Daniel: Back in 2000, when I was diagnosed, a lot of Latinos got their information from talk shows. There was a Latina TV talk show host, Christina [Saralegui], who was like the Latina Oprah. She had on her show people who were dying of AIDS. So my family thought, Well, you have AIDS, you’re gonna die and now you’re taking all of us with you. And I was like [sarcastically], Wonderful. We’re Mexicans; we’re fatalistic. I’m dying, so you’re dying with me. But now, 23 years later, a lot of my family members are like, Oh, you’re alive? You look healthy and you’re living a life and you have a partner? You have a boyfriend? And I’m like, Well, yeah, I have needs.
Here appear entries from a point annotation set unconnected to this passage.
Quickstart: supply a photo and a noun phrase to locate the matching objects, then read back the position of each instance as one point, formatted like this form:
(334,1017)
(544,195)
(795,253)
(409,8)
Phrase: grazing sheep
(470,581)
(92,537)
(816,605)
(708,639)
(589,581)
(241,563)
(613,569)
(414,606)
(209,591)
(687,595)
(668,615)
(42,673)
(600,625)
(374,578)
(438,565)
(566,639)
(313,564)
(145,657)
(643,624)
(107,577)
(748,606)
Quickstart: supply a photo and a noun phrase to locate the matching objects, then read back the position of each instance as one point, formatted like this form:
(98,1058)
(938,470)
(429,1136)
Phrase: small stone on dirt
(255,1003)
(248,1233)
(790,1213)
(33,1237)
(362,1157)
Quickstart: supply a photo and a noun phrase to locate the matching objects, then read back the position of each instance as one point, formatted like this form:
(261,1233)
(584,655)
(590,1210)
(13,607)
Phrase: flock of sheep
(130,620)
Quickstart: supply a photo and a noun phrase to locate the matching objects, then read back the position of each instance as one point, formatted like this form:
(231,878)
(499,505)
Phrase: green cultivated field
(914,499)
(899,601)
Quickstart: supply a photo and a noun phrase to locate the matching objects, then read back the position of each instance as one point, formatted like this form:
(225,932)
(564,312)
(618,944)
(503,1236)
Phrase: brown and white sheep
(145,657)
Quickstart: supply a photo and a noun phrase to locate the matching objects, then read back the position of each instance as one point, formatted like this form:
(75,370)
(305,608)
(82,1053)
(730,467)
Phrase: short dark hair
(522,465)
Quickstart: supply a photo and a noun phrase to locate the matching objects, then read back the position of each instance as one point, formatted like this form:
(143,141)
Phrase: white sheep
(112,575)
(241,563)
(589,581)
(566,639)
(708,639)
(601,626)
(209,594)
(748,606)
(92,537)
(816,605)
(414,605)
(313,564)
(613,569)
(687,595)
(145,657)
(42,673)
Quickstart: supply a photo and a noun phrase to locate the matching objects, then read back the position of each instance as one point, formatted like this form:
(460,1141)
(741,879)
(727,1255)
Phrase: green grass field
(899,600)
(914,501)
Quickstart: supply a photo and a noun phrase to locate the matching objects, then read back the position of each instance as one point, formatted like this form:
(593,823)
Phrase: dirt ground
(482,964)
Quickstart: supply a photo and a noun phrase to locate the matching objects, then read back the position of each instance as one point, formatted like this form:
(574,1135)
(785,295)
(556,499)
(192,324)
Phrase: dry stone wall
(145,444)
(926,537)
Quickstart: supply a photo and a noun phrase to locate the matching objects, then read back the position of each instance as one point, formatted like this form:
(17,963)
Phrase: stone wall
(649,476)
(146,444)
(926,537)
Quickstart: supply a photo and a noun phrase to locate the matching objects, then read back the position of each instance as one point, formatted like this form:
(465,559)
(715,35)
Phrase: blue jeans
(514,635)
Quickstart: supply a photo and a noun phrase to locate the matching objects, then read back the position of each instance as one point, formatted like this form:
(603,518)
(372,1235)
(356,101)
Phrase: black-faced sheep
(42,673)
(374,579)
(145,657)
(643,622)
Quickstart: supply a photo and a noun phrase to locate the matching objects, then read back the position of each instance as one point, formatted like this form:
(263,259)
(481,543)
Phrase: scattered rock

Andy: Oh, I definitely want to talk about relationships and HIV. Oh, man. As you saw on my TikTok, I made a video of me and my girlfriend, talking about couples. And when I tell you the dumbassery—I don’t know if they’re going to put that word in the magazine—but the dumbassery that I had to deal with…

‘There’s this concept of if there’s not a seat at the table for me, I’m gonna make my own damn table.’ —Daniel G. Garza

Daniel: We’re gonna make that word official here. Dumbassery. So, what is the dumbest thing somebody’s ever asked you?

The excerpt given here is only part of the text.